FR postąpił tak jak ustalił własne zasady gry. Nie twierdzę, że byłem zaskoczony. Do diabła ludzie.
Zasady Ryanaira UWAŻAM za nieuczciwe co wcale jeszcze nie oznacza, że łamią oni prawo. Aż trudno uwierzyć, że to tak trudno0 zrozumieć. To, że coś jest zgodne z prawem wcale nie oznacza, że uczciwe. Kończę temat.
@kero/jsg/marecki, chyba trudno mnie posadzac o związki z FR:) wcale a wcale nie bronie FR ( daleko mi do tego) próbuje tylko wykazać jak błędnie myślą podrozni decydujący się na podróż "z przesiadka" w liniach LCC operujacych p2p. Na co oni sami się decydują i godzą. @kero, od początku, masz zal do FR ze nie postępuje w stosunku do Ciebie fer. To Twoim zdaniem jak FR miał postąpić?

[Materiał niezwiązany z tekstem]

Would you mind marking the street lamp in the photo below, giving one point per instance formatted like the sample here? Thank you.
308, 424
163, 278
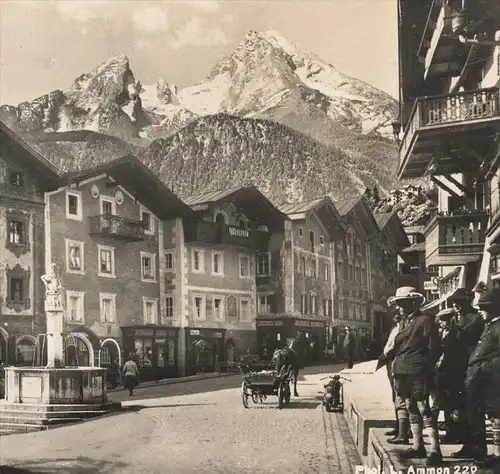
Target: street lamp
459, 28
396, 130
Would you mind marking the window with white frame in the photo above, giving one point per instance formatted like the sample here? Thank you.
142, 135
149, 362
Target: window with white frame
314, 268
17, 232
108, 307
217, 263
263, 304
148, 220
313, 304
169, 261
198, 261
169, 307
108, 206
74, 256
148, 267
150, 310
245, 310
263, 264
106, 261
74, 205
244, 266
199, 307
219, 308
74, 306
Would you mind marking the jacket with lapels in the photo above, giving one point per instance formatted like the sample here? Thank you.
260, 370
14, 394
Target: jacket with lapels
416, 346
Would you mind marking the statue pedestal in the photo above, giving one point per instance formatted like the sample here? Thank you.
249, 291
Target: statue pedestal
40, 397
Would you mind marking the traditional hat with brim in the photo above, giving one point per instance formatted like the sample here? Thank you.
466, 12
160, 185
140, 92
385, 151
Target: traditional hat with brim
445, 314
406, 293
489, 299
461, 296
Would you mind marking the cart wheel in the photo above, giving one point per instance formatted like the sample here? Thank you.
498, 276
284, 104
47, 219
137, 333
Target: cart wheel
281, 395
244, 395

Miałem nie pisać ale widzę, że niektórzy mają albo udają, że mają problem ze zrozumieniem tego co ja piszę.
Czytać potrafię i nie jestem zaskoczony postępowaniem Ryanaira ale NIE UWAŻAM, że jego zasady gry są fer i basta. Wszystkich, którzy tak zaciekle mnie atakują udowadniając swoją wszech wiedzę i wszech rację proszę by się co nieco zastanowili. Ale nie wykluczam też powiązań osobistych z Ryanairem bo inaczej wytłumaczyć tego się nie da więc ja to rozumem.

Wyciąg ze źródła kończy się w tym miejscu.